Validity was established in 2002 as a legal advocacy organisation to tackle the generations of isolation, segregation and exclusion faced by people with mental disabilities in Central and Eastern Europe. Originally named the Mental Disability Advocacy Centre (MDAC), today Validity is a thriving network of practitioners, volunteers and partner organisations providing specialist legal support to the disability rights movements in Europe and Africa.
Who are people with mental disabilities?
Validity adopts the social model of disability upon which the United Nations Convention on the Rights of Persons with Disabilities (CRPD) is premised. According to this, we must recognise that people are not simply ‘disabled’ by their impairments, but rather by social, environmental and legal barriers as well as discrimination.
Identities are important and Validity fully respects the rights of everyone to express their identity for themselves.

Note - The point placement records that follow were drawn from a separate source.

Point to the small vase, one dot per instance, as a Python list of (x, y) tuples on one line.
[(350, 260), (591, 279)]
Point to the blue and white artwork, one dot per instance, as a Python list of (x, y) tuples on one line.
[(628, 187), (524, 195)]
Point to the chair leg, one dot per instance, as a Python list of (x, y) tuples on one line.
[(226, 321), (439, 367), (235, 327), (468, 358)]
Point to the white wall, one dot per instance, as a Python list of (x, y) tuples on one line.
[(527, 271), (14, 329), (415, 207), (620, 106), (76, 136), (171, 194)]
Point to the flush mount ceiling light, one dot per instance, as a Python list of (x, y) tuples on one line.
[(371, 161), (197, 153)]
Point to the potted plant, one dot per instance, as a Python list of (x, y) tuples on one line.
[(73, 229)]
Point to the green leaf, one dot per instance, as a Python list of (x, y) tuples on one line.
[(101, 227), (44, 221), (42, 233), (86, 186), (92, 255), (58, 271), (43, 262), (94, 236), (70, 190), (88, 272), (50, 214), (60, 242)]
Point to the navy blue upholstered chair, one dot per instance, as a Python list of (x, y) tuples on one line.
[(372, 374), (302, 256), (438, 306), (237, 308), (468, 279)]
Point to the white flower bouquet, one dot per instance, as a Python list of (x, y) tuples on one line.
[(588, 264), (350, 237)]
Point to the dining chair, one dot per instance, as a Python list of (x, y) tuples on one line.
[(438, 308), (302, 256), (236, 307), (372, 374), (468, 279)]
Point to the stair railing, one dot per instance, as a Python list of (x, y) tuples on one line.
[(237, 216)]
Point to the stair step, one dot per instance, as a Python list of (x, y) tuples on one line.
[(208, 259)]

By “persons with mental disabilities”, Validity primarily means people with intellectual, cognitive, developmental, neurological and/or age-related impairments, or those with learning disabilities; people with psychosocial disabilities, including those who identify as having mental health issues, mental health problems, mental illness, and/or as users, ex-users or future users of mental health services (conventional or traditional), and/or as survivors of psychiatry, fully respecting the concept of neurodiversity; people with multiple, complex and profound disabilities; and those with complex or high support needs, including people with life-threatening or life-limiting health conditions.
What are the issues faced by people with mental disabilities?

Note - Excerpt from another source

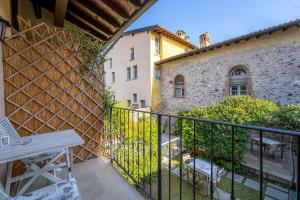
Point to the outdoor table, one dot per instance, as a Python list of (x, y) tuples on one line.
[(60, 141), (266, 142), (204, 167)]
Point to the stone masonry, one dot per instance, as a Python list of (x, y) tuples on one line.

While all persons with disabilities face barriers to living their lives, people with mental disabilities often experience specific types of barriers such as:
- Discriminatory laws which deny them the right to make decisions in their lives, to vote, to marry, or even to enter employment;
- Policies of segregation which result in children being placed in separate, segregated educational environments, or even completely denied the right to go to school; and
- Systems of institutionalisation, where they are forced to leave their families and communities.

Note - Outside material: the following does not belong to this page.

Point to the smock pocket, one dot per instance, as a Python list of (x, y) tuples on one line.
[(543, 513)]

How does Validity tackle these barriers?
Validity uses strategic litigation, law and policy advocacy, capacity-building, research, community mobilisation, media and a variety of other tools. We are a specialist legal resource to the disability rights movement and act as a watchdog, calling out human rights violations and pushing for change. Validity has a strong track history of expanding disability rights discourse and jurisprudence for over sixteen years. We operate at the global level as well as at domestic and regional levels in Europe and Africa.
Registered in both Hungary and the United Kingdom, our headquarters is in Budapest where most of our staff team is located. We also work closely with an international network of lawyers, organisations of persons with disabilities, human rights activists and other professionals. Our team and partners are passionate about our work and dedicated to using our diverse skills and experience to ensure that we do it well.